The party-line split over whether voters think a clear picture of the winner will emerge despite the prospect for lengthy delays in vote counting is just one of many “wide differences” the Pew survey found among Trump and Biden supporters over multiple aspects of voting and the overall election process.

The confidence gap between the two camps on the likelihood of a clear outcome was echoed in voters’ thoughts about mail-in voting, a process the president has repeatedly – and often falsely – slammed as susceptible to fraud.

Seventy-seven percent of Biden supporters told the Pew researchers they were “very or somewhat confident” that absentee or mail-in ballots would be counted accurately.

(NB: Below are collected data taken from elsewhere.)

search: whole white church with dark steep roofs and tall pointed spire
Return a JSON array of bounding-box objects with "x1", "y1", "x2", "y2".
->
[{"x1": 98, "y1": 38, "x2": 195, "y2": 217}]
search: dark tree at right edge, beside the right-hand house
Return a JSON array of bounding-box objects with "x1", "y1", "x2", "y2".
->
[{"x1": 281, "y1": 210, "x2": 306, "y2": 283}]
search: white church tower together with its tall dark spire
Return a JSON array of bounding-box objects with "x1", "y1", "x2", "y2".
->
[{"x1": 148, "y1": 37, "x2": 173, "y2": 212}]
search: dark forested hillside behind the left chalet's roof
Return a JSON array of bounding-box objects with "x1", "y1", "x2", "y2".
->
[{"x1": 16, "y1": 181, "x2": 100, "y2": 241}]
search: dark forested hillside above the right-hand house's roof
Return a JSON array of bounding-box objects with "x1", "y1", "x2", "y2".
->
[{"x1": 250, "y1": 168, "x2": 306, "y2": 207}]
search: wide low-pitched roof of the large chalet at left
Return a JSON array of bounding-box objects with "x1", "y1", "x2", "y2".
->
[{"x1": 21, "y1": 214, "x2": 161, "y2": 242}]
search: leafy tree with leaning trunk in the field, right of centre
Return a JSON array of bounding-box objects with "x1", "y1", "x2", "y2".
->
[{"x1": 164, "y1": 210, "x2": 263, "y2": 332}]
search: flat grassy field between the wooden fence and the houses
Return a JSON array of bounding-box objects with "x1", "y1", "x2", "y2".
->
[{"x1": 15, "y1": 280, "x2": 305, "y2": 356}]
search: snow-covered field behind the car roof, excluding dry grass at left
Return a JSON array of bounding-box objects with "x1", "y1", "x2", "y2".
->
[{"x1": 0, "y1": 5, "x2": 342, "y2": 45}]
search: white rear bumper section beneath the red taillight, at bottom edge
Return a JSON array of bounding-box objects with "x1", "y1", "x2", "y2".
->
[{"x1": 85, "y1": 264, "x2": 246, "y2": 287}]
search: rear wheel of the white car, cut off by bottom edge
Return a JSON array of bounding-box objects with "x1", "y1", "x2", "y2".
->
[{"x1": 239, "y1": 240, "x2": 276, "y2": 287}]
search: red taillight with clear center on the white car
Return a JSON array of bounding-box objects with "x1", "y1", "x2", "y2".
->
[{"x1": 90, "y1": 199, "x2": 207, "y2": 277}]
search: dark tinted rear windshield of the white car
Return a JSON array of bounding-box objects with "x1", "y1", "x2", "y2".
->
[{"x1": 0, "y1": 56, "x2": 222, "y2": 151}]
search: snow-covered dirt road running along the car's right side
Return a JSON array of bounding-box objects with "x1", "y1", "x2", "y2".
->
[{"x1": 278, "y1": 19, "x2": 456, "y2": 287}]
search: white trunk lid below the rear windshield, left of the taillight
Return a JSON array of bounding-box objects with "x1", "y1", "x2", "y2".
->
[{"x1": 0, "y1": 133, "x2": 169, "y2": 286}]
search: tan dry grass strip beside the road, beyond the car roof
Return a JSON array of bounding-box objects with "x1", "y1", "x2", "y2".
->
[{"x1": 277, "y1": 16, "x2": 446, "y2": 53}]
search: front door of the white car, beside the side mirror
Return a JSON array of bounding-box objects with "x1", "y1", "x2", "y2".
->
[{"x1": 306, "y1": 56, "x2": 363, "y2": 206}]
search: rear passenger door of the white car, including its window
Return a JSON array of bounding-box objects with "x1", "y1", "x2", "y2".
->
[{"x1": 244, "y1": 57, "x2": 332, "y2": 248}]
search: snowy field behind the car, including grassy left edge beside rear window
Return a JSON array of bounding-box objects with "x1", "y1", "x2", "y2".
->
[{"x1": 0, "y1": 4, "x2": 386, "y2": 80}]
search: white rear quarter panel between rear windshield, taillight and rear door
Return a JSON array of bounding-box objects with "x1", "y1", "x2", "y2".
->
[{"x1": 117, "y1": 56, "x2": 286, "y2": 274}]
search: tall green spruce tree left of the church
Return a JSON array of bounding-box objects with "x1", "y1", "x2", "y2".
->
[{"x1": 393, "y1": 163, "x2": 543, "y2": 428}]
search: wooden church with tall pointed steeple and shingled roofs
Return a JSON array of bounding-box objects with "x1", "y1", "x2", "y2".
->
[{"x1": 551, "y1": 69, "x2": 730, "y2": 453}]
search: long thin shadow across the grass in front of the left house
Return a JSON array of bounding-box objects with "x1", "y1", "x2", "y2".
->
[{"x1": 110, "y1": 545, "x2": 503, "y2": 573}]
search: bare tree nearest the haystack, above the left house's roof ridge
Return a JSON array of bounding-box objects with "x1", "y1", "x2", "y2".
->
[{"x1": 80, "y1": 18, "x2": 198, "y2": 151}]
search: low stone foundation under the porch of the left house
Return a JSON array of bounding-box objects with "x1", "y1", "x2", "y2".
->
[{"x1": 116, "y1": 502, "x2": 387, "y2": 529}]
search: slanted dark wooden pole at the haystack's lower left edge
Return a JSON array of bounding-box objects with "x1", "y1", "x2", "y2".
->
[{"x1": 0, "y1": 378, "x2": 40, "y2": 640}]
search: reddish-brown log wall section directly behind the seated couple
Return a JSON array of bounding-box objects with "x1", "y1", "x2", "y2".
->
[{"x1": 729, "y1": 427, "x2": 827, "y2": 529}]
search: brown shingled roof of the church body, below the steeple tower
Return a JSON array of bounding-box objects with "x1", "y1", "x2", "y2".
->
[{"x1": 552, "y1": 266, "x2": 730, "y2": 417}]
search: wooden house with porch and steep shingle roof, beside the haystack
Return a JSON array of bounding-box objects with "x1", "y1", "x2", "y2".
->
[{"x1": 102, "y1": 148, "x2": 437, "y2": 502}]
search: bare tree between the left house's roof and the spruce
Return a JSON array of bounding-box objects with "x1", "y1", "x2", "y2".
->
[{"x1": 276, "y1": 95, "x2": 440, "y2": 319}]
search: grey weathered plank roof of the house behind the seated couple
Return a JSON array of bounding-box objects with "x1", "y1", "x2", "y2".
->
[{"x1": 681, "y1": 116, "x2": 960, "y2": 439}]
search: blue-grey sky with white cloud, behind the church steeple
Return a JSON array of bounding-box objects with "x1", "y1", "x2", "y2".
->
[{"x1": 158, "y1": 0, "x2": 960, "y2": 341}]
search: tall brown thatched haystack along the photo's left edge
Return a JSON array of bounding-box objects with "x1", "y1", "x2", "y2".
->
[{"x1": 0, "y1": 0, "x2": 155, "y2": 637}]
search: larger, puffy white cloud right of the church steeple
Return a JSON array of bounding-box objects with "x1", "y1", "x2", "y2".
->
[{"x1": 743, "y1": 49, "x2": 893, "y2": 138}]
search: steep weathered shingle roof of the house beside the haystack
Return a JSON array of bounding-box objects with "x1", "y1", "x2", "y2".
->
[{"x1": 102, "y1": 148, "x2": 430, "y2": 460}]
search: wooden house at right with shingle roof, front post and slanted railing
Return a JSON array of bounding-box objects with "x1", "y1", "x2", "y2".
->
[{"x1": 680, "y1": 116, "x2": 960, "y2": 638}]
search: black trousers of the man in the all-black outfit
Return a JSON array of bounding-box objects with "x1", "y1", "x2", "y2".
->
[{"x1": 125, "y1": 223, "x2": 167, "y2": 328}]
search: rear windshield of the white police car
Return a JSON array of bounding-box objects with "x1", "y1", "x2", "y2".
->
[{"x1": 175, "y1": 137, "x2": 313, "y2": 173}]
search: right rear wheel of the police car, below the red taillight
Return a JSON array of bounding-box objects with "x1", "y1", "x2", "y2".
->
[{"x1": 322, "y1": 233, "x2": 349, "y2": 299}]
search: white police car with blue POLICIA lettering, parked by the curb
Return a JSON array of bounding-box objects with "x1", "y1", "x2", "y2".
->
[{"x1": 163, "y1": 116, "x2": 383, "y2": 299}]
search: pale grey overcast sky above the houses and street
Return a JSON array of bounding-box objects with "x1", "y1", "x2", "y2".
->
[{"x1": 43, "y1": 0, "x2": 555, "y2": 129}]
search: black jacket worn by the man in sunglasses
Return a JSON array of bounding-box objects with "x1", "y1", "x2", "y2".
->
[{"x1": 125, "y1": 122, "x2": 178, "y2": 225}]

Meanwhile, just 36% of Trump supporters expressed the same confidence.

Still, Jones cautioned that while Trump supporters overall are indeed more skeptical of mail-in voting than Biden’s camp, the picture becomes more nuanced depending on where voters live.

“Many of the states that are conducting their election primarily by mail are places where more Democrats tend to live, so it’s places like California, Oregon, Washington,” he said. “Trump supporters who live in those places that are doing a lot of absentee balloting, they’re more supportive of the idea of absentee balloting than other Trump supporters living in other places.”

Conversely, he said, voters who live in more Republican-dominated areas of the South where mail-in voting is not as widespread tend to have lower confidence in the method.

“Some of that does seem to be just because people have less familiarity with it,” Jones said.

They survey also found signs of Americans bracing for what elections experts have cautioned could become less of an Election Day and more of an election week or even month.

While the vast majority of voters surveyed – 80% – said they believe it’s important for Americans to know the outcome of the election “within a day or two,” only half said they were confident that would actually happen.

More broadly, the survey results suggested an overall weakening of Americans’ faith in elections systems at the national level, though faith in local elections remains strong.

Ninety percent of those surveyed said they felt confident elections would run smoothly in their local communities, but only 62% said they had the same faith in elections nationwide.

“The new survey finds that while large majorities of voters think that the elections in their community will be run and administered very or somewhat well, they are less confident in the administration of elections throughout the country,” Pew Research Center said in its report on the survey results. “And voters’ confidence in elections in the United States has declined since 2018 – with most of the change coming among voters who supported Republican candidates then and Trump today.”